The model results generally indicate the pattern of water temperature and
E. coli in 2045 and 2075 is similar to the base year (2017). However, an increasing trend of water temperature was observed across all the seasons. Water temperature at the intake depth in spring, summer, autumn and winter rises by an average of 0.43 °C, 1.2 °C, 1.34 °C, 0.89 °C, respectively, by 2075 relative to 2017. The numbers of
E. coli at the water intake point in future may remain at levels close to the numbers presently observed in summer. The numbers in spring and autumn may, however, be higher than present levels, with the possibility of higher numbers in winter due to the late start of the autumn circulation in the future. It is worth noting that the predicted numbers of
E. coli at the raw water intake shown in
Figure 6F only indicate the changes in the numbers relative to the present levels due to projected changes in the weather variables (air temperature and precipitation) and/stream flow. This is because the model already indicated that the discharge from the sampled streams has low effect on the occurrence of the fecal indicator bacteria at the raw water intake point (
Figure 4). Thus, based on current projections of precipitation and air temperature in the study region, plans regarding the management of the drinking water facility should take into account the possibility of higher
E. coli levels occurring in the water.
The results of this study provide useful assessments of the effect of climate change on the microbial quality of the raw water source for the treatment plant.

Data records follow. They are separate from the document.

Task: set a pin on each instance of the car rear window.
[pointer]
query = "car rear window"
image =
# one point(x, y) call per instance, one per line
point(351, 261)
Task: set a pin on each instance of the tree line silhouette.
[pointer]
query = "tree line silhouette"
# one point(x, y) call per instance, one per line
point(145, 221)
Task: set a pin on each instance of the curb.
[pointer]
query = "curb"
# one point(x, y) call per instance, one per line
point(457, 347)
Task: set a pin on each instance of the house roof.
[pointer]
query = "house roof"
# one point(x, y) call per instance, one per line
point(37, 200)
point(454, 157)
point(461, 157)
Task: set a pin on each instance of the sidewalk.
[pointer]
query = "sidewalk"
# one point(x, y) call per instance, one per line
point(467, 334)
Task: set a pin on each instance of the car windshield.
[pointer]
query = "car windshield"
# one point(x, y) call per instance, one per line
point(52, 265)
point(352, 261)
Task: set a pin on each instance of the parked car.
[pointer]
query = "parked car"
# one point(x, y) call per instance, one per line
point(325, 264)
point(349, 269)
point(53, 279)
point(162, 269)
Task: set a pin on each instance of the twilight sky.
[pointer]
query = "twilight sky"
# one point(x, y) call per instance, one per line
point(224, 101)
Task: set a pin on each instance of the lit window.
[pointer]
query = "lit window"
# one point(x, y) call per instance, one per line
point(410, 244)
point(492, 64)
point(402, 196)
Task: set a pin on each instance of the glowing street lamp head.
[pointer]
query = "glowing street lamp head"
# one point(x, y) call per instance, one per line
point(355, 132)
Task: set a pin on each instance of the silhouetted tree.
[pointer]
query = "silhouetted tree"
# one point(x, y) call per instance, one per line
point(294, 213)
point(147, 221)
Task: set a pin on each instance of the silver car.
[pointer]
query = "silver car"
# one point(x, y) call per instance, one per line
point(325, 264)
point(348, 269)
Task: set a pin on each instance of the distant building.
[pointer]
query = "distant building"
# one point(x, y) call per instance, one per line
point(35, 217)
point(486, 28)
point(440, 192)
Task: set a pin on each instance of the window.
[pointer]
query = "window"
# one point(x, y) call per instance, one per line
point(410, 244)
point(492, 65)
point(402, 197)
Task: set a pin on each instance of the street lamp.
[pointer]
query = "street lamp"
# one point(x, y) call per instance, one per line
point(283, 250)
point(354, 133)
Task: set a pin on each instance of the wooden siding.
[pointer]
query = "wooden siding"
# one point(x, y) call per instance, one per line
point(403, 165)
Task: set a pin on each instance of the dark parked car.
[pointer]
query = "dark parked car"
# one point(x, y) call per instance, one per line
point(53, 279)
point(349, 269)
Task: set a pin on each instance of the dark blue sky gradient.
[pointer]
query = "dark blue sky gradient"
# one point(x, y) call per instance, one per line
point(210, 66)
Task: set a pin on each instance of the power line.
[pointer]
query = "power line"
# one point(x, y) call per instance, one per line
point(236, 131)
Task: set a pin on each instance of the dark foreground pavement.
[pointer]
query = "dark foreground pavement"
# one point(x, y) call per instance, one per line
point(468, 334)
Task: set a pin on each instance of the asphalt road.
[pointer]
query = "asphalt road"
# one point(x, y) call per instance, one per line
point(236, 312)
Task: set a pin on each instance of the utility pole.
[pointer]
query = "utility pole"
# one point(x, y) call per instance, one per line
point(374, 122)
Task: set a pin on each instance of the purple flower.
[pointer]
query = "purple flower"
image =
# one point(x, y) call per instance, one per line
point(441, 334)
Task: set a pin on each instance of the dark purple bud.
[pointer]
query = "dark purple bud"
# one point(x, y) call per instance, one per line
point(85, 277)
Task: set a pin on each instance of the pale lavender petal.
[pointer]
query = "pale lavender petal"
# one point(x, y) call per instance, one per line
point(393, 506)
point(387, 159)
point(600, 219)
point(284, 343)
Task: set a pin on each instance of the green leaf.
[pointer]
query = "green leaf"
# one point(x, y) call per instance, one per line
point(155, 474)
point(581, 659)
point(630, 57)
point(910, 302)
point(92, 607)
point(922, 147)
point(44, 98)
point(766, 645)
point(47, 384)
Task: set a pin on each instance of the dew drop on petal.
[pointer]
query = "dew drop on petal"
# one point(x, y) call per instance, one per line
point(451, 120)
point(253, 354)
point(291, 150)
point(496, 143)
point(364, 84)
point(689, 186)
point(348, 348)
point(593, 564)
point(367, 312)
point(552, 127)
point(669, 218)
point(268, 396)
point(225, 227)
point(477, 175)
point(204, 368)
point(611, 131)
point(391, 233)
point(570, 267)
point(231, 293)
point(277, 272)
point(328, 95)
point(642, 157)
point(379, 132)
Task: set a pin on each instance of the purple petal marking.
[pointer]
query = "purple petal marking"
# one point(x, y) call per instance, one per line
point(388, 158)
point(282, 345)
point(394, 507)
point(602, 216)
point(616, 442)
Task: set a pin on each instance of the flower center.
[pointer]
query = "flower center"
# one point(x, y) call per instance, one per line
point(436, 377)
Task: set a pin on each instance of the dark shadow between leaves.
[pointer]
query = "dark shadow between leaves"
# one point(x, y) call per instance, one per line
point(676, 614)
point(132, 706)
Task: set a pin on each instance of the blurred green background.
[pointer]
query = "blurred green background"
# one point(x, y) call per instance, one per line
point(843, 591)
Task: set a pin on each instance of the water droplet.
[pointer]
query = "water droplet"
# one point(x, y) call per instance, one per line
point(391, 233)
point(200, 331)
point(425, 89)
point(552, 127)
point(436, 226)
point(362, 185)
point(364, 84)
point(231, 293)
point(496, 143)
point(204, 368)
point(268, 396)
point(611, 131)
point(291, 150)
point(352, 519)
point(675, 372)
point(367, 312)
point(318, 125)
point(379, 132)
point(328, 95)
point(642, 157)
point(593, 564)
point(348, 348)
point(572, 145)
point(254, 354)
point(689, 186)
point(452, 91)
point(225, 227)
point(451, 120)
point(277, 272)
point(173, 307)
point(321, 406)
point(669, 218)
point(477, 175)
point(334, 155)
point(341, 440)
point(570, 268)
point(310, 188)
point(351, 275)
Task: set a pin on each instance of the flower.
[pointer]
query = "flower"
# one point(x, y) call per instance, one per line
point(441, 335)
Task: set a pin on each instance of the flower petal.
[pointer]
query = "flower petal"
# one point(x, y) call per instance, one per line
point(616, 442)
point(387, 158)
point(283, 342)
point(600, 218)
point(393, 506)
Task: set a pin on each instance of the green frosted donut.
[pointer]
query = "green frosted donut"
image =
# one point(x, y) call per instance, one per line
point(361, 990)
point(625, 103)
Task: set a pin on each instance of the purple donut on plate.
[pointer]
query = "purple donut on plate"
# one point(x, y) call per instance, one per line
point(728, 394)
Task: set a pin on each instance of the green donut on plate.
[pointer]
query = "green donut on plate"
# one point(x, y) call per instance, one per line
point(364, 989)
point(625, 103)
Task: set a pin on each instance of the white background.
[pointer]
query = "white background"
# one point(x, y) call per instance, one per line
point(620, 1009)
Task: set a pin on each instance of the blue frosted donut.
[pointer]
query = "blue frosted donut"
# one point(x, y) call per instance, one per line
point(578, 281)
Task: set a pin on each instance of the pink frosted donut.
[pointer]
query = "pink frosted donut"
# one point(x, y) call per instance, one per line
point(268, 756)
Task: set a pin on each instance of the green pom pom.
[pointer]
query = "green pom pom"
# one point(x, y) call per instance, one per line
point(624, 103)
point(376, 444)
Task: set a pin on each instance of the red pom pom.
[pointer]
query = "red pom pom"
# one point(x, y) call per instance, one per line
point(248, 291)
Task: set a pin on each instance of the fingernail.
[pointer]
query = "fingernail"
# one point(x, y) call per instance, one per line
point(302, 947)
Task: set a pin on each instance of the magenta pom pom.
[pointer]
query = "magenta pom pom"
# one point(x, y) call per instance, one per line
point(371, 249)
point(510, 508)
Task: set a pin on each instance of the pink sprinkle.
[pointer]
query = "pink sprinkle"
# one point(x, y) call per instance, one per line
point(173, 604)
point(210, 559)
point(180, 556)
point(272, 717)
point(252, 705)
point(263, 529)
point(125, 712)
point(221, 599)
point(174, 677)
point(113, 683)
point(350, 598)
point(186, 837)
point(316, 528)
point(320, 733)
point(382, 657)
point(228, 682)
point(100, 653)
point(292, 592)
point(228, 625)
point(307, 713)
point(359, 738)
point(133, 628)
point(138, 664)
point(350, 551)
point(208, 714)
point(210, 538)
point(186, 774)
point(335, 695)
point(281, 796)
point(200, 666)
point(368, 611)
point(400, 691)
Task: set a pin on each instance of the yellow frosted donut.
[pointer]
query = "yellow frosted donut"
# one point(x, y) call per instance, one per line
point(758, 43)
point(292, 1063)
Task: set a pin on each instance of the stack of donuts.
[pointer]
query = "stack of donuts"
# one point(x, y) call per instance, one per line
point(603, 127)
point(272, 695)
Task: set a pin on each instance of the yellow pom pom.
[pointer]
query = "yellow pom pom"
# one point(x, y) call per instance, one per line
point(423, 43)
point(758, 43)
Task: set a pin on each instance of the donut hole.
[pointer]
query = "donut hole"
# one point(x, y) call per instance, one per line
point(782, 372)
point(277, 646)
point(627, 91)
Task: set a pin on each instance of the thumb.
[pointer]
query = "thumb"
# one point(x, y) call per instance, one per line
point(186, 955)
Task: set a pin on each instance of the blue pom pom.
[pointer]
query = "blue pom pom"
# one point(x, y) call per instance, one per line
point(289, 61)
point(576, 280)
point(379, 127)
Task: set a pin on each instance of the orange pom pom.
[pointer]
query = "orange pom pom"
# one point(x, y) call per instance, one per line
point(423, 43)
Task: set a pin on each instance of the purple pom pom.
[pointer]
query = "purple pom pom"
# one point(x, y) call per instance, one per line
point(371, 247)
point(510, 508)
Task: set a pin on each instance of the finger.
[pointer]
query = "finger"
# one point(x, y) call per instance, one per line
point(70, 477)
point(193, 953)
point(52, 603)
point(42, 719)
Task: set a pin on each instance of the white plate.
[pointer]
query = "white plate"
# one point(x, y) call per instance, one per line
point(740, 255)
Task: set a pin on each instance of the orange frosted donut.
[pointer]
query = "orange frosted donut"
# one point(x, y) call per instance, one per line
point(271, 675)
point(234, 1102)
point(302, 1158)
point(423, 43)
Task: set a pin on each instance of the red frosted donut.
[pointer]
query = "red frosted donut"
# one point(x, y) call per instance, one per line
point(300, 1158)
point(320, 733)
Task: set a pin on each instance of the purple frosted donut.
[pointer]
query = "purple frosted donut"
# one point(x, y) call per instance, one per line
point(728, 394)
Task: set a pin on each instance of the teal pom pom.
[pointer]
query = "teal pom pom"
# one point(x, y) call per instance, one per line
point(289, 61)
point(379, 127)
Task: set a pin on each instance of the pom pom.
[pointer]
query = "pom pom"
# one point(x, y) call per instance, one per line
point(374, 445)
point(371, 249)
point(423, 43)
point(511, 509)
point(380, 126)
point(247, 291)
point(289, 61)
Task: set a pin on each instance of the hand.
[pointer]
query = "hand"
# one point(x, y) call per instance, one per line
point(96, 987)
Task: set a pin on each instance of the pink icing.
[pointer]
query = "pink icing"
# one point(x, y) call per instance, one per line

However, the extensive use of climate data introduces considerable limitations in the use of the results, therefore management decisions that will be taken based on the results should consider such limitations. The major sources of uncertainties include the historical observations of the weather variables used in both the previous hydrological models and the hydrodynamic model, the climate projections, as well as the model formulations and their calibrations in this study. While uncertainties in the predicted stream flow and
E. coli numbers were accounted for in the previous hydrological model [
49] that provided additional inputs for this study, the number of discharge points (streams) included in the model was only a small fraction of the tributaries, most of which are either transient or cannot be easily assessed for regular sampling due to the steep topography. Thus, discharges from those sections could be higher both presently and, in the future, potentially affecting the numbers that reach the raw water intake zone. In addition, the method applied in this study only accounts for the status quo scenarios that assume all other things in the catchment of the lake will remain the same in the future. Although the water treatment plant managers plan to maintain current regulations to limit further development and recreational activities within the catchment, incidents, such as extreme precipitation events, combined sewer overflows, or bursting of sewer pipes, could potentially lead to sudden increases in the numbers of microorganisms discharged into the lake. However, such scenarios have not been accounted for in the present study.